Attribuer une note technique éliminatoire n’est pas illégal sous certaines conditions

Attribuer une note technique éliminatoire n’est pas illégal sous certaines conditions

par Sébastien Palmier le 9 octobre 2020 | Catégorie : Référé pré-contractuel & Contractuel
Attribuer une note technique éliminatoire n’est pas illégal sous certaines conditions Attribuer une note technique éliminatoire n’est pas illégal sous certaines conditions

TA Versailles, Ord.21 septembre 2020, Sté Atelier Jean-Baptiste Chapuis, n°2005666

Le juge du référé précontractuel du Tribunal administratif de Versailles rappelle qu’aucun texte, ni aucun principe n'interdit à un acheteur public de prévoir l'attribution d'une note technique éliminatoire dès lors que cette information a été portée à la connaissance de l'ensemble des candidats. Cela étant, en cas de contentieux, le niveau d’élimination peut faire l’objet d’un contrôle de la part du juge qui tiendra alors compte de la spécificité des prestations.

Ce qu’il faut retenir :

 

Point n°1 :      La consécration jurisprudentielle du mécanisme de la note éliminatoire

Le Code de la commande publique ne contient aucune disposition concernant la possibilité d’attribuer une note technique éliminatoire.
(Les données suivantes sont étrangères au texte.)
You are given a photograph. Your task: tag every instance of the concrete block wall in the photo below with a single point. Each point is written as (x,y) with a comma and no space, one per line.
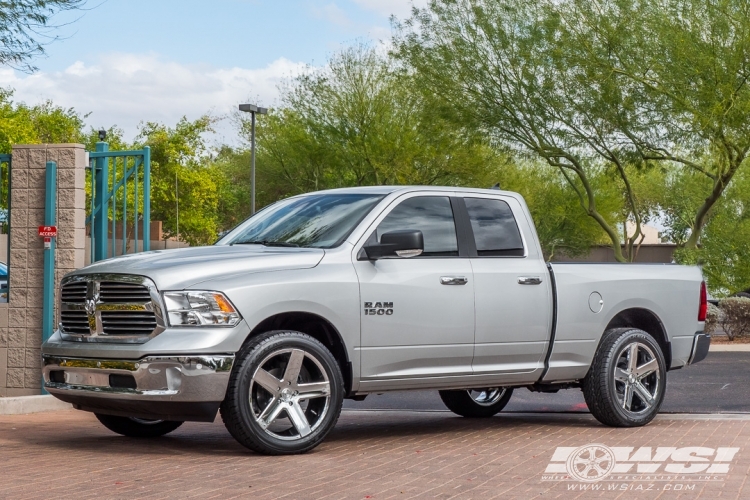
(21,317)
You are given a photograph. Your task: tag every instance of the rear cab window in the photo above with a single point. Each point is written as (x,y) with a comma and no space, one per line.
(496,232)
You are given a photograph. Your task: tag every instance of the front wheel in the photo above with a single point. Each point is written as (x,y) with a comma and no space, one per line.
(285,394)
(137,427)
(477,403)
(626,382)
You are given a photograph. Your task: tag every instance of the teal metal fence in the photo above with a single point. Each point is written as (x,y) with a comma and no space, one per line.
(5,163)
(120,201)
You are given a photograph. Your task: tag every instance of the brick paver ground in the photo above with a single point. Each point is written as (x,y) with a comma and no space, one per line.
(375,455)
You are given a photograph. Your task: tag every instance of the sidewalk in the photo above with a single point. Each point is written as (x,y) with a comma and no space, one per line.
(375,454)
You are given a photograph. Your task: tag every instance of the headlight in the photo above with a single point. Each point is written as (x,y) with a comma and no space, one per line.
(192,308)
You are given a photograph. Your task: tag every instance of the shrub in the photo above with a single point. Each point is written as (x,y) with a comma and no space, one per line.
(735,318)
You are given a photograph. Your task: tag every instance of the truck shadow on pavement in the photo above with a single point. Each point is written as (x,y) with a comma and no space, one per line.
(355,430)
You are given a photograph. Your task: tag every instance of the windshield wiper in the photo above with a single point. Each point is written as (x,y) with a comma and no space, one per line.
(266,243)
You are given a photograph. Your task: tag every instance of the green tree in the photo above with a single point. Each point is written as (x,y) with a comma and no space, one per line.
(25,28)
(38,124)
(562,227)
(183,178)
(724,251)
(359,122)
(585,85)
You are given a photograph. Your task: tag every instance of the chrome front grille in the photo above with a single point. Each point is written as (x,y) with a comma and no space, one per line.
(76,322)
(110,308)
(114,291)
(74,293)
(128,322)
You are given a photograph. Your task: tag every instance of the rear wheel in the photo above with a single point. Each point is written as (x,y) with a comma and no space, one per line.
(477,403)
(137,427)
(626,382)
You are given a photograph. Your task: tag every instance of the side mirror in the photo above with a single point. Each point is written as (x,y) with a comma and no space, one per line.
(408,243)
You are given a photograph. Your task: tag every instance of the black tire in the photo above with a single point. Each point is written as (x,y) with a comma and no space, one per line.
(482,405)
(605,387)
(248,399)
(137,427)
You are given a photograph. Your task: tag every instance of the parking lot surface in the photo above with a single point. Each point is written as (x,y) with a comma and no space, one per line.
(375,454)
(718,384)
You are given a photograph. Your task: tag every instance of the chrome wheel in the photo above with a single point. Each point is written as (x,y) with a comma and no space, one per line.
(290,394)
(636,378)
(486,397)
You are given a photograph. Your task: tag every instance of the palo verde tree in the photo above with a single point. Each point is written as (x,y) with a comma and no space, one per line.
(359,121)
(596,85)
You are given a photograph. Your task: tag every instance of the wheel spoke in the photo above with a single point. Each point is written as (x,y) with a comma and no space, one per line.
(646,369)
(293,367)
(621,375)
(298,418)
(632,358)
(267,381)
(314,389)
(643,394)
(627,400)
(270,412)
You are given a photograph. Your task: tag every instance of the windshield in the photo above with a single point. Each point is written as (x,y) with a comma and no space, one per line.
(317,221)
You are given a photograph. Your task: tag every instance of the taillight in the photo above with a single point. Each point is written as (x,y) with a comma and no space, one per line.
(703,309)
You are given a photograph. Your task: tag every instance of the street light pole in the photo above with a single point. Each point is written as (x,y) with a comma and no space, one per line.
(252,109)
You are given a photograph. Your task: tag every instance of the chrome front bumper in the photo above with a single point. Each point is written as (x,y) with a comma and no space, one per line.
(170,388)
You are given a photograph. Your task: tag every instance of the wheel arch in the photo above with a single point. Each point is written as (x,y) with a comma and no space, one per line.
(317,327)
(649,322)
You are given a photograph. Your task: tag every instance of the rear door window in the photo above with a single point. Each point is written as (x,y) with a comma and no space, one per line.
(495,230)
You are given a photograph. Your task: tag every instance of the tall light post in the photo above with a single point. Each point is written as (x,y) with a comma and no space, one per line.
(252,109)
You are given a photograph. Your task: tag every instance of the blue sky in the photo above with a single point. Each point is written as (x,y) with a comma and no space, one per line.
(127,61)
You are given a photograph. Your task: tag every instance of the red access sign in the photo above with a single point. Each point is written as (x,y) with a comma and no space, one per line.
(48,231)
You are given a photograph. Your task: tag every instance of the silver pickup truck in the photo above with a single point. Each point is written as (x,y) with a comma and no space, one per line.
(342,293)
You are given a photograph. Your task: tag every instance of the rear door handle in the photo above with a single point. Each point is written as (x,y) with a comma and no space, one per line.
(453,280)
(529,280)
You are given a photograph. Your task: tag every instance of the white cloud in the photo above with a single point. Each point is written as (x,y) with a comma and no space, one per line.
(126,89)
(399,8)
(334,14)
Ce mécanisme a été validé tant par la jurisprudence administrative et communautaire sous certaines conditions.

Dans un arrêt du 20 septembre 2018, Montte SL/ Musikene, Affaire C-546/16, la Cour de justice de l’Union européenne a considéré que le mécanisme de la note éliminatoire pour noter le critère de la valeur technique est conforme aux objectifs des directives marchés publics et notamment aux principes de transparence des procédures, de non-discrimination et d’égalité de traitement des candidats (point 31) et de préciser au point 32 que : « les pouvoirs adjudicateurs disposent, dans le respect des exigences énoncées au point précédent du présent arrêt, de la liberté de déterminer, conformément à leurs besoins, notamment, le niveau de qualité technique que les offres soumises doivent assurer en fonction des caractéristiques et de l’objet du marché en cause et d’établir un seuil minimal que ces offres doivent respecter d’un point de vue technique. À cet effet, ainsi que l’a fait valoir la Commission dans ses observations écrites, l’article 67 de la directive 2014/24 ne s’oppose pas à la possibilité, au stade de l’attribution du marché, d’exclure dans un premier temps des offres soumises qui n’atteignent pas un seuil de points minimum prédéterminé quant à l’évaluation technique. À cet égard, il apparaît qu’une offre qui n’atteint pas un tel seuil ne correspond, en principe, pas aux besoins du pouvoir adjudicateur et ne doit pas être prise en compte lors de la détermination de l’offre économiquement la plus avantageuse. Le pouvoir adjudicateur n’est donc, dans un tel cas, pas tenu de déterminer si le prix d’une telle offre est inférieur à ceux des offres non éliminées qui atteignent ledit seuil et correspondent donc aux besoins du pouvoir adjudicateur ».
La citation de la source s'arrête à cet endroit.